There are no symptoms of hypertension, so please it is very important to check your blood pressure regularly. Hypertensive patients need to control their blood pressure by taking their medications, watching what they eat, and not falling into that deception I see in patients who discontinue their medication when they notice their blood pressure has been stable for a period of time. Doing that will do you no good. You must take your drugs to stabilize your blood pressure, thereby reducing the damage to your kidneys.

Diabetes
High levels of glucose put a lot of strain on the filters in your kidneys, and over time, they become damaged and can’t filter blood properly. Poorly uncontrolled diabetes as well as undiagnosed diabetes accelerates this process. Diabetes is increasingly common in our society today. Have you ever had your blood sugar checked? If you haven’t, now will be a good time to pop into the doctor’s and check, you may never know.
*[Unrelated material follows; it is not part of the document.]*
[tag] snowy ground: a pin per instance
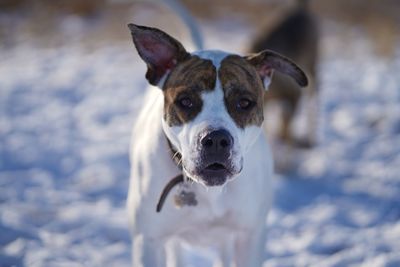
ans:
(65, 122)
Today, World Kidney Day, know that kidney failure is a thing, and that it is common. Check your blood pressure and blood sugar regularly and take steps to improve your overall general health.

Take care.

Dr. Azibanigha Scott Akpila a.k.a Dr. Azi Scott is a medical doctor who is passionate about solving our unique health problems using technology. She got her medical degree from the prestigious Royal College of Surgeons In Dublin Ireland. She worked as a clinical content researcher and later on as a clinical analyst in one of the largest tech companies in Dublin Ireland before recently moving to Nigeria where she currently works as a physician in one of the Country's leading teaching hospitals.

1 Comment

  1. Becky

    March 16, 2019 at 1:08 am

    I developed hypertension at age 18 which was later associated with kidney disease. My kidneys eventually failed at age 30 upon which I had a transplant gifted to me by my father. I am fortunate to be in a foreign country where these services are free. And to have a loving father. Please take care of your health,avoid abusing NSAIDs… dialysis and transplant is no joke!

    Also, ladies of child-bearing age, if you are already having kidney disease, follow your doctor’s advice regarding pregnancy. It may be better to hold off for a while. That saved my life…unlike my colleague who went ahead to get pregnant and eventually died. The men would move on after you die. It’s not worth risking your life for!